Issue: 11. (November)

First Page: 1837

Last Page: 1837

Title: Dynamics of Cretaceous Epicontinental Seas: ABSTRACT

Author(s): Erle G. Kauffman

Abstract:

Acceleration of plate spreading and hot spot activity during the Cretaceous produced topographically elevated regions of the sea floor, which episodically displaced global sea level upward as much as 300 m (980 ft), broadly flooding the world's cratons with shallow epicontinental seas. Episodes of relative plate quiescence accompanied destruction of these topographic features and sea level fall. Ten such eustatic rise-fall events, third-order cycles averaging 10 m.y. in duration, are defined from coincident transgressive-regressive strandline migrations and various types of sedimentary cyclothems on many of the world's cratons; epicontinental seas and their sedimentary record comprise the most sensitive tools for defining sea level fluctuations. Precise correlation of the e eustatic fluctuations, and determination of rates of sea level change, are possible through a new technique of high-resolution event stratigraphy, integrated through graphic correlation with refined biostratigraphy and geochronology. The best documented record of Cretaceous eustasy, and the most refined system of geologic time and event correlation, is associated with the great Western Interior seaway of North America. This sea occupied a major foreland basin east of the North American Cordillera.

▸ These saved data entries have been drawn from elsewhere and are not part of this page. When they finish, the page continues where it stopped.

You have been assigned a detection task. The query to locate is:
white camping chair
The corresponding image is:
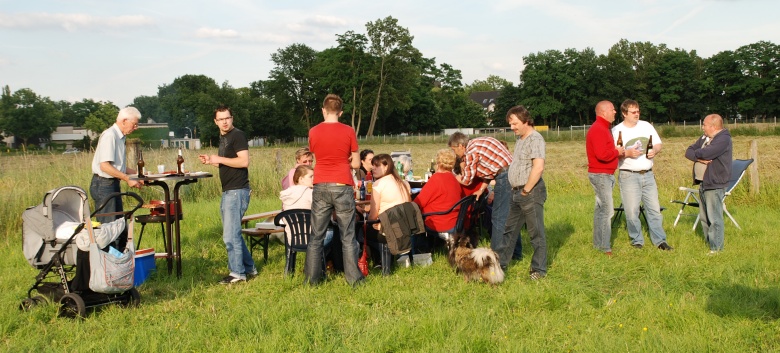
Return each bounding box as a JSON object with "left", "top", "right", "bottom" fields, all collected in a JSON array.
[{"left": 671, "top": 158, "right": 753, "bottom": 230}]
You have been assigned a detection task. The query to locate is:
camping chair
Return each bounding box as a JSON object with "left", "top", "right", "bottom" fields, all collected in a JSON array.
[
  {"left": 421, "top": 195, "right": 477, "bottom": 250},
  {"left": 671, "top": 158, "right": 753, "bottom": 230},
  {"left": 273, "top": 209, "right": 321, "bottom": 277}
]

In this basin, strong evidence exists for near-simultaneous response of regional tectonic and volcanic activity, sedimentation patterns, eustatic fluctuation, strandline migration, climate history, and variations in paleobathymetry, temperature, and water chemistry in the Western Interior seaway, with episodes of active vs. passive spreading and subduction. The dynamics of basin history documented in the Western Interior seaway serve as a new model for epicontinental marine history worldwide. Basin analysis suggests that, coincident with active plate spreading and subduction along the Pacific margin of North America, active thrusting, plutonism, and vulcanism characterized the western Cordillera; the foreland basin was subsiding at rates greater than predicted by tectonic/sedimentolog c loading; basement block faulting was initiated in the tectonic hinge zone; and the basin reached its deepest phase as sea level rose and marine transgression overprinted regional tectonic and sedimentologic features. Major thermal and chemical fluctuations, including regional and global anoxic events, characterized the seaway at this time, producing extensive source rocks. Subsequent phases of relative plate quiescence were coincident with major reduction in Cordilleran tectonics, vulcanism, and basin subsidence, as well as with eustatic fall and epicontinental regression. Resultant filling of the seaway with sediments allowed extensive eastward progradation of clastic wedges across the basin axis and onto the stable eastern platform, forming the major Cretaceous hydrocarbon reservoirs Most major coal deposits formed on delta and strand plains during relative eustatic stillstand at peak transgression and peak regression. The integrated study of basin dynamics in epicontinental seas, linked to eustatic history, allows the development of powerful exploration models for fossil fuels.